Post by
retiredcf on Nov 07, 2024 10:16am
CIBC
Have an $86.00 target. GLTA
EQUITY RESEARCH
November 6, 2024 Earnings Update
BOARDWALK REIT
Not Just Housing, AFFORDABLE Housing
Our Conclusion
Boardwalk REIT printed another strong quarter, edging out consensus
estimates by a penny, aided by lower utility costs in Calgary due to water
restrictions that were in place during the quarter (which we anticipate will
normalize in Q4). The bottom end of 2025 guidance was tightened with the
quarter, we believe partially bolstered by the aforementioned savings. A
premium company deserves a premium valuation, and BEI continues to
trade above its peers, accounting for its greater exposure to markets with a
lack of regulatory rent controls. Given the relative affordability when
comparing rents to current income levels within the REIT’s key market of
Calgary (~65% of NOI), we believe the premium valuation that the REIT is
afforded is sustainable as we move into 2025 and beyond.
Concurrent with Q3/24 reporting, we are releasing our inaugural 2026
estimates. Our forward NAV estimate and price target are unchanged.
Key Points
Q3/24 Results: FFO/unit of $1.11 was a penny above consensus; however,
after adjusting for what appears to be a one-time positive impact of reduced
water and sewer costs in the quarter (helping to lift the margin in the Calgary
assets), the figure was likely closer to consensus. Total SPNOI increased
13.5% on a 9.5% increase in same-property rental revenue and an 18 bps
increase in occupancy, driving a margin increase of 260 bps (to 65.3%).
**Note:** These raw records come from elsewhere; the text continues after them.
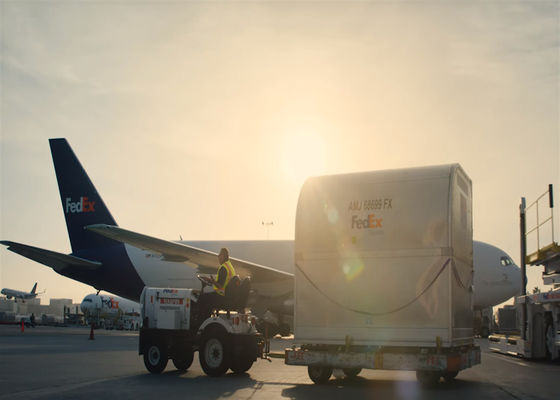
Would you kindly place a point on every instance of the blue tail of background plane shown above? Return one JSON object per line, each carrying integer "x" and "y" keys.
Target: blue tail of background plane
{"x": 81, "y": 204}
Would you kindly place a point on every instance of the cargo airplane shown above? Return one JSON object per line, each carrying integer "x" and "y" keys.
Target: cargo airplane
{"x": 120, "y": 261}
{"x": 19, "y": 294}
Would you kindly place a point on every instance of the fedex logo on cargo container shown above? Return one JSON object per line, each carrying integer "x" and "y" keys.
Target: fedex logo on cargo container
{"x": 80, "y": 206}
{"x": 371, "y": 222}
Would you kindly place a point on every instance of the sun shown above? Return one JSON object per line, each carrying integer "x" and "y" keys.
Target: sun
{"x": 303, "y": 155}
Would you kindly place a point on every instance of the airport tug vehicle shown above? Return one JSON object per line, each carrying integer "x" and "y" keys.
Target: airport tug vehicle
{"x": 176, "y": 324}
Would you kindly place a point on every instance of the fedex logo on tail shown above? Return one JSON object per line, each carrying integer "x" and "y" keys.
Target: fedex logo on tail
{"x": 80, "y": 206}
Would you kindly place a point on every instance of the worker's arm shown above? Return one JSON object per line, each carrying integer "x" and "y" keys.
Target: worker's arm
{"x": 222, "y": 274}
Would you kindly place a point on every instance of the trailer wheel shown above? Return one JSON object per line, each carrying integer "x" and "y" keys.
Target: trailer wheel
{"x": 214, "y": 352}
{"x": 450, "y": 376}
{"x": 241, "y": 364}
{"x": 184, "y": 360}
{"x": 484, "y": 332}
{"x": 549, "y": 339}
{"x": 319, "y": 374}
{"x": 351, "y": 372}
{"x": 428, "y": 379}
{"x": 155, "y": 358}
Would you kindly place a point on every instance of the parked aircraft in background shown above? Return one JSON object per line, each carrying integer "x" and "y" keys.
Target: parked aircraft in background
{"x": 120, "y": 261}
{"x": 19, "y": 294}
{"x": 112, "y": 311}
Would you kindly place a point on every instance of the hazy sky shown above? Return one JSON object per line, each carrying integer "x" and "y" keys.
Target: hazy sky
{"x": 203, "y": 119}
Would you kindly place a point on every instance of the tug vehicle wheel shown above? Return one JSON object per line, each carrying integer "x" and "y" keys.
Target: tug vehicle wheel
{"x": 241, "y": 365}
{"x": 184, "y": 360}
{"x": 319, "y": 374}
{"x": 215, "y": 352}
{"x": 351, "y": 372}
{"x": 155, "y": 358}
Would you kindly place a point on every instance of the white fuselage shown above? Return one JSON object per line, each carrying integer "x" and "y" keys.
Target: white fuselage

Saskatchewan was the REIT’s strongest market, posting SPNOI growth of
15.9%, while its Quebec portfolio (~17% of NOI) trailed at a still respectable
+6.6% as rental rate restrictions capped growth.
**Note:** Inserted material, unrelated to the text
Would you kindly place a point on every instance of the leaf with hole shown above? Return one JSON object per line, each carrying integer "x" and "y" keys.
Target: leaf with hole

Leasing Activity: In the REIT’s key market of Alberta, new leasing spreads
continue to drive organic growth as the REIT achieved a robust ~10% on
new leases and ~8% on renewals for September 2024. Occupied rent for
September grew ~8% from year-end to $1,493. Rents in Alberta (relative to
income levels) remain some of the most affordable in Canada. We continue
to see a clear path to robust leasing growth within the REIT’s portfolio.
Balance Sheet: The balance sheet remains healthy with debt to GBV in the
~40% range. Interest coverage was 2.91x, compared to 2.83 at year-end
2023. Reported IFRS NAV came in at $94.64, a ~12% increase since year-
end. While only ~6% of total debt is maturing in the remainder of 2024, we
highlight that BEI has a significant amount of debt rolling in 2025/26, at ~17%
and ~18% of total debt, respectively, both with weighted-average interest
rates in the low/mid-2% range. However, continued outsized SPNOI should
more than mitigate the expected increased interest expense.
Outlook Revision: Concurrent with the quarter, Boardwalk updated and
tightened the low end of its guidance to a range of $4.15 to $4.23 FFO/unit
(from $4.11 to $4.23). As a result, we may see a slight lift from the
consensus estimate ($4.17), coming up slightly to meet our $4.18 estimate.